Aquella sorpresiva retirada le sirvió para trabajar con Arturo Benedetti Michelangeli, del que heredaría el amor por la perfección y la capacidad de ejercer un control absoluto tanto sobre el teclado como sobre el pentagrama. Control que ha llevado a los de siempre –a los mismos que tildan a Michelangeli de “frío” – a considerarlo una “computadora” del teclado, como lo definió Harold Schonberg. Sin embargo, sus siempre perfectas y poco licenciosas interpretaciones gozan de una intensidad, de una riqueza y profundidad siempre leal a la partitura; con ese rigor matemático que vertebraba sus estructuradas lecturas. Amigo de su tiempo y fielmente arraigado a sus convicciones. Coherente y detallista, su pianismo sirve con igual énfasis y adecuación los Preludios de Chopin que los Estudios de Debussy, las sonatas de Schubert, los conciertos de Brahms, las sonatas y conciertos de Beethoven o la obra para piano de Boulez, Nono, Webern o Schoenberg.

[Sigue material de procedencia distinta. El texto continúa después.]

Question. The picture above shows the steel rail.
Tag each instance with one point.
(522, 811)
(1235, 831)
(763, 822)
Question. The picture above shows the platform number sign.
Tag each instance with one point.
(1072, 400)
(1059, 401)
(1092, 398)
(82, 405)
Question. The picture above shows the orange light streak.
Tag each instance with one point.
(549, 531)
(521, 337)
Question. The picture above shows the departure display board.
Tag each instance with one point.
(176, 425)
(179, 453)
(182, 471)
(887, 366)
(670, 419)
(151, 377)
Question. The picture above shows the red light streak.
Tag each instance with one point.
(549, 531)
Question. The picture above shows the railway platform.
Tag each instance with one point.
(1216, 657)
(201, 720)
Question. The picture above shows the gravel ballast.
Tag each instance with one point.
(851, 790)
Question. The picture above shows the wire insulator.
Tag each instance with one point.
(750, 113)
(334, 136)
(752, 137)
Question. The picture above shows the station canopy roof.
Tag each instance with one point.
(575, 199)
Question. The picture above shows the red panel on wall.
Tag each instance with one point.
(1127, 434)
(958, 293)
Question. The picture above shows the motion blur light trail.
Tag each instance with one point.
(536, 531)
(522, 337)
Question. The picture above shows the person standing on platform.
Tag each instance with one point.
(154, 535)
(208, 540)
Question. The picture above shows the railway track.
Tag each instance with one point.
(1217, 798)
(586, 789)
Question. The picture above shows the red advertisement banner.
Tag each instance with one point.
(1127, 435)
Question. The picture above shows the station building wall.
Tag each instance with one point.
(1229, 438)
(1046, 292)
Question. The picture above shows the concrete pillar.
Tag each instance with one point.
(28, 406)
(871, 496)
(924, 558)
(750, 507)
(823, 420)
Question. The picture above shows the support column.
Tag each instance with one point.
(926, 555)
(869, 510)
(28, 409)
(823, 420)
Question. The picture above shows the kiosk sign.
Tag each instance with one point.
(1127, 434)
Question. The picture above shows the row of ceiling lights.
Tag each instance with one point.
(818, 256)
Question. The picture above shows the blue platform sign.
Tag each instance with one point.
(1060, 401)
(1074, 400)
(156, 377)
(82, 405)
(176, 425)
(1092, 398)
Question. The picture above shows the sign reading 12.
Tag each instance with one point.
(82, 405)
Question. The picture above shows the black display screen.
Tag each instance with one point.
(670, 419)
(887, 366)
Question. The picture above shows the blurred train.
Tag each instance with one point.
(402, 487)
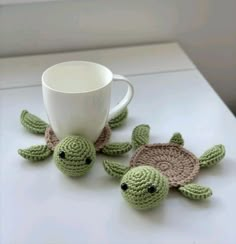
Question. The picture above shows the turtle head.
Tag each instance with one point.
(74, 155)
(143, 187)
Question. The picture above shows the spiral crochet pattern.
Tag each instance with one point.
(144, 187)
(74, 155)
(178, 164)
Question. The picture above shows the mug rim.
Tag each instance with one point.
(77, 92)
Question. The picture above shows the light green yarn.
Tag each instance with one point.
(119, 120)
(35, 153)
(177, 139)
(140, 135)
(115, 169)
(74, 155)
(195, 192)
(212, 156)
(33, 123)
(138, 181)
(115, 149)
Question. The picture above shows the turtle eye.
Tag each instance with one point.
(88, 160)
(152, 189)
(62, 155)
(124, 186)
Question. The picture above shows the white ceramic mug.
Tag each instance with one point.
(77, 98)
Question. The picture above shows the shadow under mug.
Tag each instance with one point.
(77, 96)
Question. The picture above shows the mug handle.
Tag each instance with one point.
(125, 101)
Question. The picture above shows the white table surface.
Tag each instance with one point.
(39, 205)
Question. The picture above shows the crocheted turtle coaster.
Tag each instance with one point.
(74, 155)
(154, 168)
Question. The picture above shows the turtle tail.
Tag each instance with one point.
(118, 120)
(33, 123)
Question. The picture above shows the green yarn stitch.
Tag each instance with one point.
(119, 120)
(177, 139)
(140, 135)
(35, 153)
(212, 156)
(74, 155)
(116, 149)
(115, 169)
(33, 123)
(195, 192)
(144, 187)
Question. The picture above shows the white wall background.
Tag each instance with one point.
(206, 29)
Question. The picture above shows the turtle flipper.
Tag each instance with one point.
(32, 123)
(118, 120)
(115, 149)
(115, 169)
(195, 191)
(212, 156)
(177, 139)
(140, 135)
(35, 153)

Pero detrás de esta fortaleza de coloso del piano, de hombre culto, sensato y cerebral, se parapetaba un artista humano, “humanísimo”, vulnerable y susceptible. Solo quien ha estado cerca de él sabes de sus temores y miedos, de su “pánico escénico”. La responsabilidad del artista con la obra de arte, con su propia leyenda y con el público que atesora sus interpretaciones bien grabadas en la cabeza. Como perfeccionista escrupuloso, un hálito de insatisfacción siempre se ocultaba tras la fuerza del mito. Pollini nunca quiso defraudar su propia tradición. De ahí, acaso, los sinsabores de los últimos tiempos, cuando, vulnerable a los años, aquel Pollini que impactó a todos con los Estudios de Chopin, Sonatas de Beethoven y Schumann, conciertos de Mozart, Brahms o Beethoven, Estudios de Debussy, Petrushka de Stravinsky, Segunda sonata de Boulez, Variaciones de Webern o aquel disco con la obra completa de Schoenberg, eran ya historia del pasado. De siempre, gracias al disco. Pollini y su arte, su virtuosismo y fidelidad a la partitura y a sus tiempos, permanecerán así abrazados en la interminable historia del piano. La “soledad” de su ausencia será más llevadera gracias al prodigio de su música grabada.
Televisiones y periódicos hablan y escriben de la muerte de la actriz Silvia Tortosa y del presidente futbolero Manuel Ruiz de Lopera. Apenas alguna palabra sobre la de Pollini. ¡Qué tiempos!